In February 2003, the International Atomic Energy Agency (IAEA) sent a team of inspectors to confirm Iranian statements that "the activities of the Islamic Republic are totally transparent, clear, and peaceful."[36] Their subsequent report showed the depth of Iranian subterfuge. Iran had completed 164 centrifuges, was working on 1,000 more, and had designed the facility to house at least 50,000. Furthermore, the inspection revealed that Tehran had not acknowledged import of almost a ton of uranium from China, nor could the Iranian nuclear agency account for some missing processed uranium.[37]

The Iranian government’s initial claims that its program was indigenous and entirely peaceful were false.

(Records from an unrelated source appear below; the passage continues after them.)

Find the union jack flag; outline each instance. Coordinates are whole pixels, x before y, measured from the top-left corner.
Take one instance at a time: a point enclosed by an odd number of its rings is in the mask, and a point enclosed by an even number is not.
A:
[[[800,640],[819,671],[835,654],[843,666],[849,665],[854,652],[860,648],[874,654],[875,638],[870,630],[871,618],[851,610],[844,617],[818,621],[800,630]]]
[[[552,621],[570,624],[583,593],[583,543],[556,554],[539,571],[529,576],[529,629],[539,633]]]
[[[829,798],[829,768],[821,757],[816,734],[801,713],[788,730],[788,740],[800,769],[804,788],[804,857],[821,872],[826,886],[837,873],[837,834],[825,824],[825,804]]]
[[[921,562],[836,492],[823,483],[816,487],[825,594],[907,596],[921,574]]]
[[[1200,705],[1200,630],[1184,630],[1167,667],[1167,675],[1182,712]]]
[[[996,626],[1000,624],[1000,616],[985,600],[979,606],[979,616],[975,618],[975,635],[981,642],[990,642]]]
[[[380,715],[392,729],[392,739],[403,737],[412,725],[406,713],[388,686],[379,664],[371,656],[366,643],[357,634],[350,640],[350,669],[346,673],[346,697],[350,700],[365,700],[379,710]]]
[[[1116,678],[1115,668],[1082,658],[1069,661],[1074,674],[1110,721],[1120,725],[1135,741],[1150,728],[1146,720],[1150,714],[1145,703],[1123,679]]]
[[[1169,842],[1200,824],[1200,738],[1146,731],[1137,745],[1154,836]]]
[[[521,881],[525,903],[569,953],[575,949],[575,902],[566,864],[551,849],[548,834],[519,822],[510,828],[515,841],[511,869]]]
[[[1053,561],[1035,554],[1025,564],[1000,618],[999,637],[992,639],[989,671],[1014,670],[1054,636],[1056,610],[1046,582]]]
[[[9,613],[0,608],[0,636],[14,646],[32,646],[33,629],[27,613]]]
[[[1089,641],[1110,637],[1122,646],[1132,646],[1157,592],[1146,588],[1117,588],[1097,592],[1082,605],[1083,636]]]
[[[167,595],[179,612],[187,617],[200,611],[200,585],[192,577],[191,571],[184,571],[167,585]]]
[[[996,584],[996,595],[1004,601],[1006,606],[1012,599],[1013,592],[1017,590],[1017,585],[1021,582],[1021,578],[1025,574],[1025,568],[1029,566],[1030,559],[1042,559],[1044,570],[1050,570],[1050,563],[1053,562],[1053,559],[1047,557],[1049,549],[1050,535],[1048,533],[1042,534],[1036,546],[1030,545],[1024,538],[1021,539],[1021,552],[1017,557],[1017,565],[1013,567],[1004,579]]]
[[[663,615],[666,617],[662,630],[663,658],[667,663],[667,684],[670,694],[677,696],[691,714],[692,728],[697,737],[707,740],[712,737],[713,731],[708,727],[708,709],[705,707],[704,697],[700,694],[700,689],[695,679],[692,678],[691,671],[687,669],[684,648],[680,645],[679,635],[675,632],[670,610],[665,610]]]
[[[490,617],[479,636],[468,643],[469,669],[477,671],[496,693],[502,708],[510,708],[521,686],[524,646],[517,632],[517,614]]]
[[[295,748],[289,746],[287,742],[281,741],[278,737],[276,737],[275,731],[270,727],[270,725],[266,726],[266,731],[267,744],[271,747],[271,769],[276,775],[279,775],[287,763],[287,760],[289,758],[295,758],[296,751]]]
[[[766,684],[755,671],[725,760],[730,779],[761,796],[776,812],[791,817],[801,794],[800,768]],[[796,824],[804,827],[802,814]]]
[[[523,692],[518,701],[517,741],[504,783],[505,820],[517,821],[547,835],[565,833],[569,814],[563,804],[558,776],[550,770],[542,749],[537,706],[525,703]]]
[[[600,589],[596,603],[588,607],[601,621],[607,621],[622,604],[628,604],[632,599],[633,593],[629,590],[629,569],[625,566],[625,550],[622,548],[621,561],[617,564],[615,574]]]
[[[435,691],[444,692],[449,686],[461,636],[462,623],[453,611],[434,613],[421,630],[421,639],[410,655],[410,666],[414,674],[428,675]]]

As the IAEA noted, "The role of uranium metal in Iran’s declared nuclear fuel cycle still needs to be fully understood, since neither its light water reactors nor its planned heavy water reactors require uranium metal for fuel."[38]

Iran cannot be trusted, plain and simple.  Not only are they untrustworthy but they are blackmailers:

IRAN warned major oil-consuming nations today that the imposition of UN sanctions over its refusal to halt uranium enrichment would lead to a rise in oil prices, Iranian news agencies reported.

"Sanctions on Iran and a sudden rise in global oil prices would hurt the economies of the large oil consuming nations," Deputy Foreign Minister Ali Reza Sheikh-Attar was quoted as saying.

"With the rise of every dollar in the oil price, the economy of the large oil-consuming nations will be affected," he added, without elaborating.

"We have devised different scenarios for the sanctions, and based on the opposite party's action we will implement our plans," he added.

But Kofi and the UN continues to regard Iran as they did Iraq for 12 years.  Trustworthy.  Just give them a bit more time and they will come around says Kofi and company.  

If you will recall during the Iraqi "diplomacy" Kofi and company made a TON of money with some scandalous programs.  Is the same thing happening again?